E o sentido literal? Ele tem várias dimensões também? Sim, responde São Tomás. Do mesmo modo que os escritos humanos em geral, as Escrituras também têm uma riqueza de sentidos materiais que não se excluem. Quando as Escrituras falam figuradamente, o sentido literal é o figurativo, não o estrito. Por exemplo, quando Jesus chama Herodes de raposa, o sentido literal é o da figura de linguagem (metáfora) – ele é ladino e astucioso como uma raposa. E não que Herodes é um animal da espécie “Vulpes vulpes”. Não podemos confundir a prevalência do sentido literal com fundamentalismo bíblico.
Assim, São Tomás passa a responder às objeções. À primeira objeção, aquela que nega a multiplicidade de sentidos das escrituras em nome da necessidade de univocidade, de segurança na Revelação, São Tomás nos mostra que a nossa estreiteza não pode condicionar a largura de Deus: os equívocos de compreensão na relação do ser humano com a Revelação são inevitáveis, mas não insuperáveis. Mas não se resolvem os potenciais desentendimentos estreitando a própria Revelação em sua riqueza polissêmica. São Tomás não tem medo da profundidade de Deus; mas também não tem medo de buscar critérios de inteligibilidade para superar equívocos, porque ele confia na razoabilidade da Revelação e na verdade de Deus. Estes critérios são os seguintes: a) Todos os sentidos das escrituras fundam-se em um, o literal (“Omnes sensus fundentur super literalem”). 2) não se pode interpretar a Revelação às tiras; sempre há uma palavra de Deus em outro lugar, capaz de esclarecer uma eventual ambiguidade gerada pela polissemia de um determinado trecho das Escrituras. O Catecismo da Igreja Católica, aprofundando os ensinamentos de São Tomás, nos orienta a “respeitar o conteúdo e a unidade de toda a Escritura” (§ 112), ler as Escrituras “no interior da tradição viva de toda a Igreja” (§ 113) e respeitar a chamada “analogia da fé”, ou seja, a coerência, a coesão que as verdades de fé guardam entre si e com todo o projeto de Deus (§ 114). É assim, pelo bom uso da razoabilidade (e não pela simplificação tosca), que as incompreensões e os dissensos podem ser superados.

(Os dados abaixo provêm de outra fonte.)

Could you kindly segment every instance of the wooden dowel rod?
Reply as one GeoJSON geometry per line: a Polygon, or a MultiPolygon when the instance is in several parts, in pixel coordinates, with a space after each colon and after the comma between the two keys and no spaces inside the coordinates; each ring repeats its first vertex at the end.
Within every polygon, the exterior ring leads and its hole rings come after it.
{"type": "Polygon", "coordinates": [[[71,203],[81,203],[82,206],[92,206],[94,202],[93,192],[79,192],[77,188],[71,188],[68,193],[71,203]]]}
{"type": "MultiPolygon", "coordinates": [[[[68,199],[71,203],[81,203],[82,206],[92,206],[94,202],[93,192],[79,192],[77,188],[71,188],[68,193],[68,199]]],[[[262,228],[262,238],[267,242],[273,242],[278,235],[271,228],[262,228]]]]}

A segunda objeção diz respeito à menção que Santo Agostinho faz às dimensões de história, de analogia e de etiologia, além da dimensão alegórica, das Escrituras. Ora, São Tomás nos esclarece que os sentidos histórico, etiológico e analógico pertencem ao sentido literal, e são, portanto, um pressuposto a ser considerado antes mesmo de mergulhar no sentido espiritual.
Por fim, na última objeção, São Tomás nos lembra que o sentido parabólico está inserido no sentido literal. Quando Jesus nos conta, por exemplo, a parábola do semeador, o sentido literal não é a de que saiamos por aí a jogar sementes no campo, mas, como o próprio Senhor nos explica, que acolhamos a palavra de Deus e a façamos frutificar em nosso coração. Assim, o sentido literal de uma parábola é o metafórico, não o imediato. Se a Bíblia fala, por exemplo, em “braço de Deus”, faz uma metáfora entre o Seu poder infinito e um órgão corporal humano. Mas não quer que acreditemos toscamente que Deus tem braços.

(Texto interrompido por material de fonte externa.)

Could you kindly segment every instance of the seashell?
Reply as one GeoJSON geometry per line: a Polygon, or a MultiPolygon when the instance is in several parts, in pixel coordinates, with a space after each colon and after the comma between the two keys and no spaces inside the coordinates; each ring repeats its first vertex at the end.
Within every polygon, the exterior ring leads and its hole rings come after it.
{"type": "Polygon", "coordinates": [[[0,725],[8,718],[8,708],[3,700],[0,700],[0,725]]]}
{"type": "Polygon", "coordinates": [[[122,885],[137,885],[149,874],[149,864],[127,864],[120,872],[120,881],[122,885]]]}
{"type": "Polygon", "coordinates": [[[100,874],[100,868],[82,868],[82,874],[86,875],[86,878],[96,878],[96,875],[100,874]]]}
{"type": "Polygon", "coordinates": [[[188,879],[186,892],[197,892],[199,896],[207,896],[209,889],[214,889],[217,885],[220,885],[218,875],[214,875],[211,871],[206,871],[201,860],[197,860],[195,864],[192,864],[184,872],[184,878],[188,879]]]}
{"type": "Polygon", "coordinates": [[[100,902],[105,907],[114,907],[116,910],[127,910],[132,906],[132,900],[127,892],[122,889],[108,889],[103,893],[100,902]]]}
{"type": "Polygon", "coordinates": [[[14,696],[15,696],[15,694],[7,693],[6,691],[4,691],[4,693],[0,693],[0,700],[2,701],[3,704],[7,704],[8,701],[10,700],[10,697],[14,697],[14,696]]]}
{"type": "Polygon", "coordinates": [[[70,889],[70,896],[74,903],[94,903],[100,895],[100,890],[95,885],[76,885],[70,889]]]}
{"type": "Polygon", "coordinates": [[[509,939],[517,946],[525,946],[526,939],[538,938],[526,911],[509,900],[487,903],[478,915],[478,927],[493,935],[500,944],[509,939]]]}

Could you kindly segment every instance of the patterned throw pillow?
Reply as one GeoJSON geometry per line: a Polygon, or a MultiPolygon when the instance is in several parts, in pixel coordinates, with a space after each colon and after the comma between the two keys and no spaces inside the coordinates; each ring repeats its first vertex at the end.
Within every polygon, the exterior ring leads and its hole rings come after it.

Por fim, São Tomás nos afirma com simplicidade a inerrância bíblica, assegurando que “nunca pode haver falsidade no sentido literal das Escrituras”. Sim, desde que leiamos com razoabilidade, atentos às orientações que a Igreja nos dá, e que ele tão bem sistematiza. Este artigo está muito bem refletido no Catecismo da Igreja Católica, § 109 a 119.
Acabamos, em cerca de um mês, a leitura da questão 1 da parte 1 da Suma. Neste ritmo, levando em consideração que a Suma teológica se compõe de 512 questões escritas por São Tomás, mais 99 questões suplementares escritas por discípulos seus, acabaremos a leitura proposta da Suma em cerca de 51 anos. Considerando que São Tomás morreu com cerca de 47 anos, tendo escrito centenas de obras teológicas além da Suma, numa época em que sequer havia as impressoras de Gutemberg, ficamos ainda mais impressionados com ele. Mas não vamos desanimar!